Entscheidungsstichwort (Thema)
Umfang der Verkehrssicherungspflicht der Gemeinden in Brandenburg bei winterlichen Straßenverhältnissen. Rechtsfolgen der Übertragung auf eine Fachfirma
Leitsatz (redaktionell)
1. Auch wenn die Winterdienstpflicht in Brandenburg nicht zur Straßenbaulast zählt, ist sie als Unterfall der Straßenreinigungspflicht gleichwohl hoheitliche Aufgabe der Gemeinden. Ihre Verletzung führt daher zu einer Haftung nach Amtshaftungsrecht.
2. § 49a Abs. 3 StrG Brandenburg, wonach die Gemeinden im Rahmen ihrer Leistungsfähigkeit die öffentlichen Straßen innerhalb der geschlossenen Ortslage winterdienstlich zu behandeln haben, soweit dies zur Aufrechterhaltung der öffentlichen Sicherheit und Ordnung erforderlich ist, führt nicht zu einer Ausweitung der nach allgemeinen Grundsätzen geltenden Verkehrssicherungspflicht. Vielmehr besteht die Winterdienstpflicht nur bei einer konkreten Gefahrenlage und nach den örtlichen Besonderheiten.
3. Herrscht allgemeine Glätte, so besteht eine Winterdienstpflicht an einem Fußweg, der eine Zuwegung zu einer S-Bahnstation darstellt.
4. Es ist rechtlich möglich und auch zulässig, Verkehrssicherungspflichten auf Dritte zu übertragen. Jedoch rechtfertigt nur eine eindeutige und vertraglich bindende Übernahme der Sicherungspflichten, den an sich Sicherungspflichten aus einer Haftung mit .... gegenüber Dritten zu entlassen und diesen mit ihren Haftpflichtansprüchen an den Übernehmer zu verweisen.
5. Die Erfüllung der Verkehrssicherungspflichten durch diesen Dritten ist jedoch durch den an sich Sicherungspflichtigen zu überwachen, wobei sich die Überwachung nicht auf das Warten auf etwaige Beanstandungen oder Beschwerden beschränken darf.
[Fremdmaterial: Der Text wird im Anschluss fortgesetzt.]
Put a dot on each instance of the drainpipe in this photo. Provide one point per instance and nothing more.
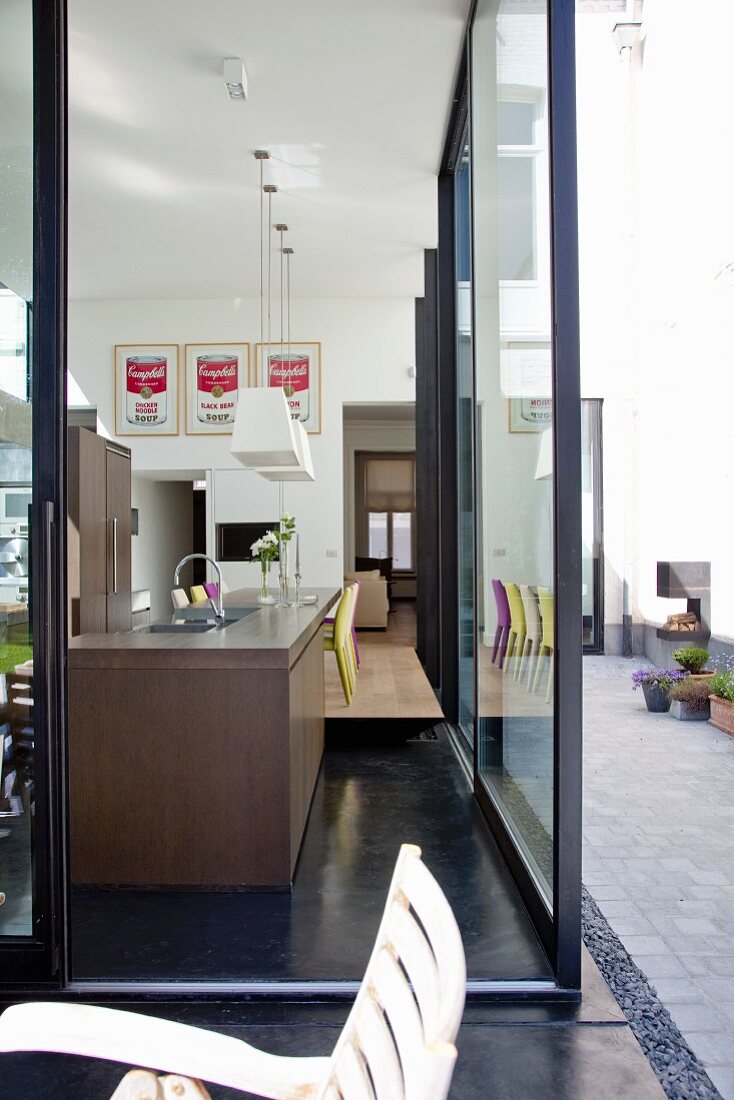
(626, 36)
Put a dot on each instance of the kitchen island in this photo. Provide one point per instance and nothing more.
(194, 751)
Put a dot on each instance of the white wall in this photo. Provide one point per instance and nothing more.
(166, 535)
(367, 349)
(657, 294)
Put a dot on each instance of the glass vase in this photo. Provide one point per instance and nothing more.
(284, 584)
(264, 595)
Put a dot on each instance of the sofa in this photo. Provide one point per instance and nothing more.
(372, 606)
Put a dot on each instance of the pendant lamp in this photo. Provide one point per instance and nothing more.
(263, 433)
(305, 469)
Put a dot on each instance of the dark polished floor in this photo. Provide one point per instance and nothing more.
(506, 1052)
(367, 803)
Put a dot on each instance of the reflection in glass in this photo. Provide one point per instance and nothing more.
(17, 690)
(466, 444)
(512, 338)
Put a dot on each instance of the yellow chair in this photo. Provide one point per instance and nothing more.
(548, 639)
(517, 628)
(338, 640)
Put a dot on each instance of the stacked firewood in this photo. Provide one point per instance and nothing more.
(685, 622)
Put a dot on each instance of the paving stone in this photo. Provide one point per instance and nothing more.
(697, 1016)
(678, 990)
(723, 1078)
(663, 796)
(713, 1048)
(645, 945)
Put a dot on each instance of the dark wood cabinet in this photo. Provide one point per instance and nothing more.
(99, 534)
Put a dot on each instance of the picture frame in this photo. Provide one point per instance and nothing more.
(306, 367)
(146, 389)
(529, 414)
(214, 374)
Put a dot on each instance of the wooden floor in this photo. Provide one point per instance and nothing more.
(391, 683)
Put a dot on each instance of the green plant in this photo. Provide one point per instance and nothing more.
(691, 658)
(266, 548)
(693, 693)
(722, 681)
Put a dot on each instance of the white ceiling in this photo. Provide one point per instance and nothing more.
(351, 98)
(393, 413)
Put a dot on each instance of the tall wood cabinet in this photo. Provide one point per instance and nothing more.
(99, 534)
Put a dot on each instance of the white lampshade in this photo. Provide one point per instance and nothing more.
(264, 433)
(305, 469)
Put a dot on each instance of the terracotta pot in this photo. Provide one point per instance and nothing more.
(685, 713)
(722, 715)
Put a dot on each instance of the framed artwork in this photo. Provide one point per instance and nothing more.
(215, 374)
(530, 414)
(297, 369)
(146, 389)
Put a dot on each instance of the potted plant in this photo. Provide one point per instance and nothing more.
(692, 659)
(721, 688)
(689, 700)
(656, 683)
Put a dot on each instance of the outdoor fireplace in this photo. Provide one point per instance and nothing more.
(690, 581)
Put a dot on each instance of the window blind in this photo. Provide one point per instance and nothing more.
(390, 484)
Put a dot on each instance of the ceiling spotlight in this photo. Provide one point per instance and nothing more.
(236, 78)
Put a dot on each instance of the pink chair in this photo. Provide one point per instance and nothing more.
(329, 618)
(502, 633)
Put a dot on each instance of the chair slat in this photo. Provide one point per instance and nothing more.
(138, 1085)
(378, 1045)
(435, 913)
(183, 1088)
(351, 1074)
(398, 1004)
(414, 952)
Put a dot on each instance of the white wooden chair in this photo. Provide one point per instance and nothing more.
(396, 1044)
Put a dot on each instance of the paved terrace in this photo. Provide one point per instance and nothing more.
(659, 853)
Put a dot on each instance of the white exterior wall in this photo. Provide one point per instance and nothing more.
(657, 294)
(367, 349)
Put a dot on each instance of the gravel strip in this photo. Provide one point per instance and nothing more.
(678, 1069)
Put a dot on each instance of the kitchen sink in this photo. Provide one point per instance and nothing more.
(178, 628)
(204, 612)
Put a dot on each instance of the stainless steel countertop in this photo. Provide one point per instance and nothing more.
(271, 638)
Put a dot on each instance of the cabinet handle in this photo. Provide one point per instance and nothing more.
(114, 556)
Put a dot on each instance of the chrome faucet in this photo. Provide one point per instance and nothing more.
(219, 611)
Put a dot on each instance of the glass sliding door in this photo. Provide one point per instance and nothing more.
(17, 682)
(466, 443)
(30, 464)
(514, 393)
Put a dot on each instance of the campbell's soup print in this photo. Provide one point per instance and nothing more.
(146, 389)
(293, 373)
(216, 387)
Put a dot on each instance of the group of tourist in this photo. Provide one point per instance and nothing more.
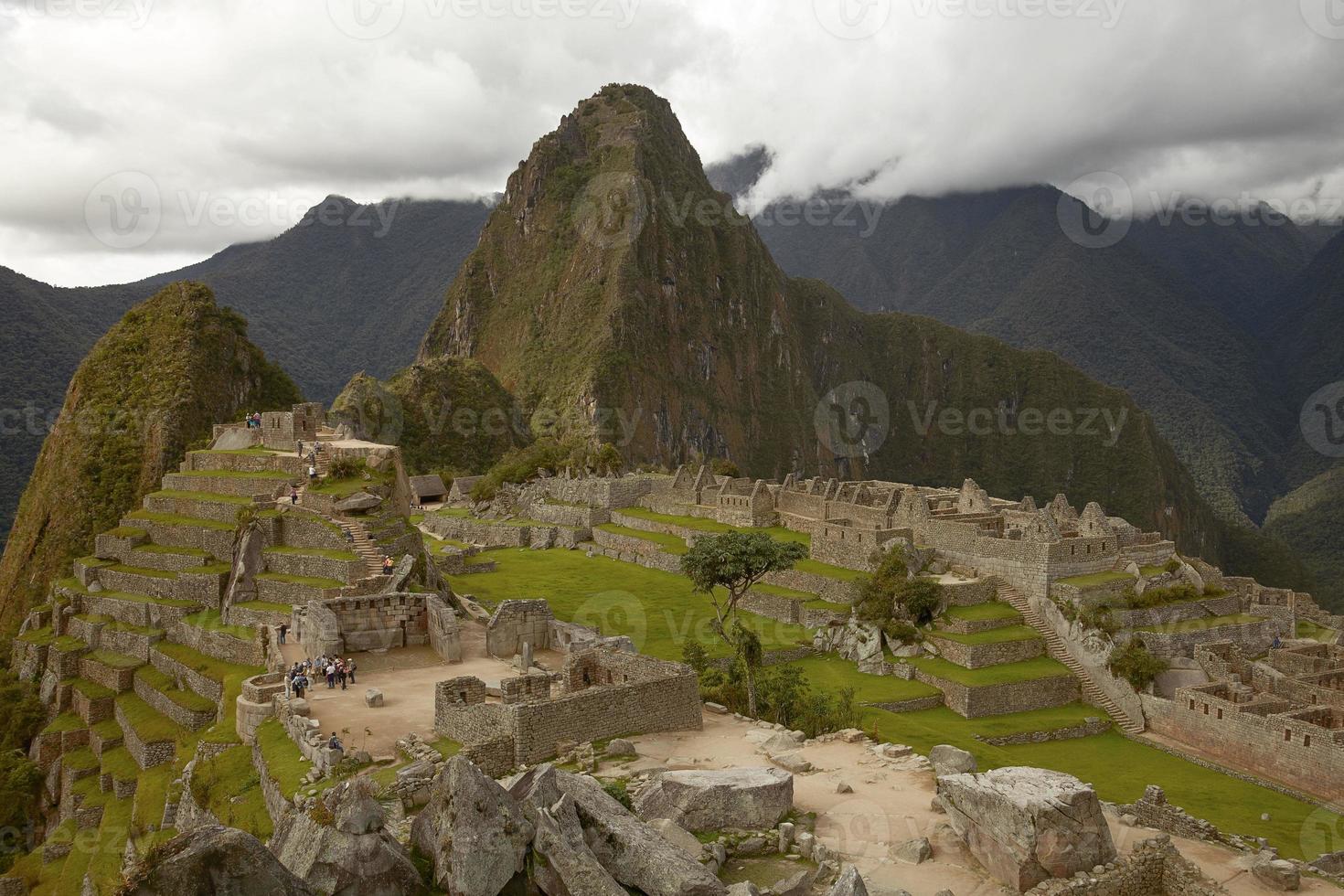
(336, 670)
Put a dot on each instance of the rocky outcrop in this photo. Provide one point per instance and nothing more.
(1027, 825)
(474, 830)
(568, 867)
(340, 845)
(951, 761)
(634, 853)
(714, 799)
(214, 861)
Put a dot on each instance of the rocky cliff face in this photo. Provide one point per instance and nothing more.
(613, 285)
(157, 380)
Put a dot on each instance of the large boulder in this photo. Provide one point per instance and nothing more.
(951, 761)
(340, 845)
(634, 853)
(475, 832)
(568, 867)
(212, 861)
(1027, 825)
(709, 799)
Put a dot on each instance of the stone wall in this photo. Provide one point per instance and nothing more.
(992, 700)
(609, 692)
(1281, 746)
(1254, 635)
(1153, 868)
(977, 656)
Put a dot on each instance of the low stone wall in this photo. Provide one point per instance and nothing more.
(994, 700)
(1255, 637)
(977, 656)
(1153, 868)
(220, 645)
(1167, 614)
(316, 566)
(146, 753)
(1072, 732)
(113, 677)
(208, 688)
(192, 719)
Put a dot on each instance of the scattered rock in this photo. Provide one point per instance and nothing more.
(340, 847)
(1277, 873)
(951, 761)
(214, 861)
(848, 884)
(912, 852)
(620, 747)
(1027, 825)
(474, 829)
(705, 799)
(677, 836)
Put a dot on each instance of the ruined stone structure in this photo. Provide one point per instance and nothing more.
(1281, 718)
(603, 692)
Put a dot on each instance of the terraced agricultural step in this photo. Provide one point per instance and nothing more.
(1055, 649)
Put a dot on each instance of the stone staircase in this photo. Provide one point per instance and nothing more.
(1057, 650)
(363, 546)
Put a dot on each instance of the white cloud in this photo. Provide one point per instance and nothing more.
(240, 112)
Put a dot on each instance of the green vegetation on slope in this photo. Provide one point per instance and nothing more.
(157, 382)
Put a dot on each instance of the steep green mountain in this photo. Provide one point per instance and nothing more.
(1175, 312)
(349, 288)
(451, 415)
(613, 278)
(154, 384)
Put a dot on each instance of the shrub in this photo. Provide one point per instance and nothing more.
(1135, 664)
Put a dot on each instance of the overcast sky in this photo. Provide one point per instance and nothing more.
(228, 119)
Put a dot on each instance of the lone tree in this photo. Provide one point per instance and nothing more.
(735, 561)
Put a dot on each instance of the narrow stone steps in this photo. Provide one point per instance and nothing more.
(1057, 650)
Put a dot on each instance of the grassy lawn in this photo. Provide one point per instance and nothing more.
(1200, 624)
(988, 612)
(994, 635)
(657, 610)
(1000, 675)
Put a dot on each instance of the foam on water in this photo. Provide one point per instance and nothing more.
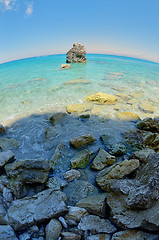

Es ist vielmehr mindestens eine stichprobenartige Kontrolle zu fordern.
6. Für die Kausalität der Unterlassung der Überwachung für den eingetretenen Schaden spricht weder ein Anscheinsbeweis, noch kommt eine grundsätzliche Umkehr der Beweislast zum Tragen. Allerdings kommen einem Geschädigten Erleichterungen im Rahmen der Darlegungslast zugute.
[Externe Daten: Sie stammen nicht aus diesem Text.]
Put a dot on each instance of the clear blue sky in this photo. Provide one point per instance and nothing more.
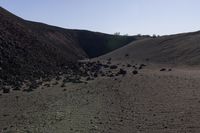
(109, 16)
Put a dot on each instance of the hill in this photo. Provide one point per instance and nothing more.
(31, 50)
(180, 49)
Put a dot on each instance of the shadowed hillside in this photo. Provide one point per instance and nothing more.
(30, 50)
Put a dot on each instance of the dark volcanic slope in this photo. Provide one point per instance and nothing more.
(96, 44)
(25, 54)
(30, 50)
(175, 49)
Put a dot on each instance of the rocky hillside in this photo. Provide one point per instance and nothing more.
(30, 50)
(180, 49)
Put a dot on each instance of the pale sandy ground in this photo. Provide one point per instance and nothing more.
(150, 102)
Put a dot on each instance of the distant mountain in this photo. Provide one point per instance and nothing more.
(33, 50)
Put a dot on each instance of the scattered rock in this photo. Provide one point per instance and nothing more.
(122, 72)
(6, 89)
(113, 67)
(135, 72)
(163, 69)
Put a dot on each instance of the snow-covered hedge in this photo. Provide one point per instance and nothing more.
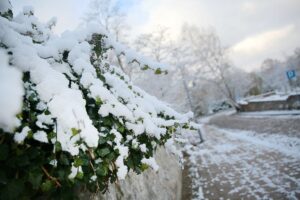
(68, 118)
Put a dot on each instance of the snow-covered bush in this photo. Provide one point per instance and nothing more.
(69, 119)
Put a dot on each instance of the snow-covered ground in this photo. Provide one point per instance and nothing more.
(272, 113)
(240, 164)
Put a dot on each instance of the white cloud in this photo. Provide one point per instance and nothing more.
(263, 41)
(277, 44)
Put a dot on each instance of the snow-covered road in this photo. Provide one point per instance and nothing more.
(235, 164)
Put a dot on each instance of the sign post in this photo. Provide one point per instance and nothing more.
(291, 75)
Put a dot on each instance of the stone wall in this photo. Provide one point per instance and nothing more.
(162, 185)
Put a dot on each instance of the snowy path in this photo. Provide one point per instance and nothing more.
(234, 164)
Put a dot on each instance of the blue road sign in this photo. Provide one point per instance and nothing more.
(291, 74)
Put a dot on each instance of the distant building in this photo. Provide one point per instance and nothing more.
(271, 101)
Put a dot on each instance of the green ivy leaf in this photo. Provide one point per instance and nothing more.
(78, 162)
(4, 150)
(102, 170)
(103, 152)
(79, 175)
(98, 101)
(158, 71)
(57, 146)
(47, 186)
(35, 178)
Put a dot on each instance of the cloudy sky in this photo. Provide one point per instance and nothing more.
(253, 29)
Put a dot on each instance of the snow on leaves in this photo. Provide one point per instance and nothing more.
(75, 117)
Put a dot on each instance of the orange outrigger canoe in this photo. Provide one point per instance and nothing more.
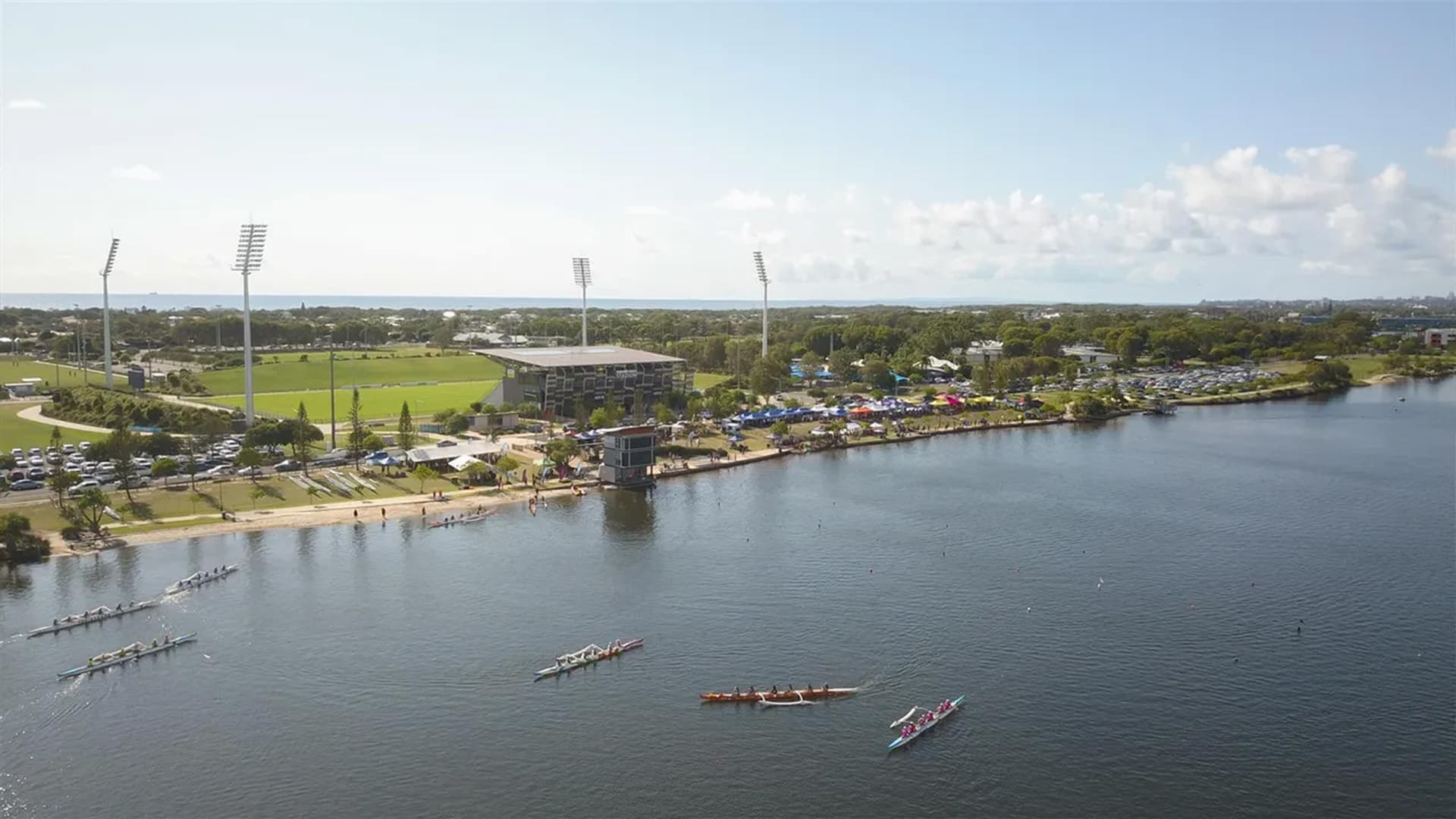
(778, 697)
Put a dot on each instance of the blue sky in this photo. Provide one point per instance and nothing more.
(1091, 152)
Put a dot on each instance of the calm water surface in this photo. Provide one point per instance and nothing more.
(388, 670)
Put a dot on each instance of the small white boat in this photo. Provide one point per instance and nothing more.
(86, 618)
(95, 667)
(199, 579)
(587, 656)
(916, 732)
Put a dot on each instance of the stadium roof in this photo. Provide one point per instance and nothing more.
(595, 356)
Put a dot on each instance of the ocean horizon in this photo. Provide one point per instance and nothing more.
(283, 302)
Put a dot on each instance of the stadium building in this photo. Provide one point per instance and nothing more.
(558, 378)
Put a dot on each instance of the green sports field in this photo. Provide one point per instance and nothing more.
(291, 375)
(17, 368)
(376, 403)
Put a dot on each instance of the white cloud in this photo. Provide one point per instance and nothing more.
(1323, 265)
(136, 174)
(750, 237)
(745, 200)
(1446, 152)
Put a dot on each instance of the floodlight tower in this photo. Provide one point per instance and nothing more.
(764, 278)
(582, 273)
(249, 259)
(105, 308)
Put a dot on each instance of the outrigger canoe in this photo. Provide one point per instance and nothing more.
(792, 695)
(137, 654)
(587, 656)
(465, 519)
(919, 730)
(200, 577)
(73, 621)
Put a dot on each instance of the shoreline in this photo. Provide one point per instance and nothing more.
(490, 497)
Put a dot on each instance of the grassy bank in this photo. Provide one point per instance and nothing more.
(213, 497)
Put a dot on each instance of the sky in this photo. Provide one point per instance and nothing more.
(1084, 152)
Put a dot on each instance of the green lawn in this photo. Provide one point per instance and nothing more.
(17, 368)
(234, 494)
(406, 366)
(704, 381)
(18, 431)
(378, 403)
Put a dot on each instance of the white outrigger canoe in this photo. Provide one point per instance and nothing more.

7. Eine Mithaftungsquote des Geschädigten von 30 % ist nicht zu beanstanden.
›‹1. Der Winterdienst ist auch dann, wenn er landesrechtlich nicht zur Straßenbaulast zählt, als Unterfall der Straßenreinigungspflicht hoheitliche Aufgabe der Gemeinden; ihre Verletzung führt zu einer Haftung nach Amtshaftungsgrundsätzen.
2. Die als Amtspflicht ausgestaltete Räum- und Streupflicht der Gemeinden richtet sich ebenso wie deren zulässige Übertragung auf einen Dritten nach allgemeinen Grundsätzen; sie besteht nicht uneingeschränkt, sondern nur unter dem Vorbehalt des Zumutbaren. Jedenfalls müssen für Fußgänger die Gehwege, soweit auf ihnen ein nicht unbedeutender Verkehr stattfindet, sowie die belebten, über die Fahrbahn führenden unentbehrlichen Fußgängerüberwege geräumt und gestreut werden.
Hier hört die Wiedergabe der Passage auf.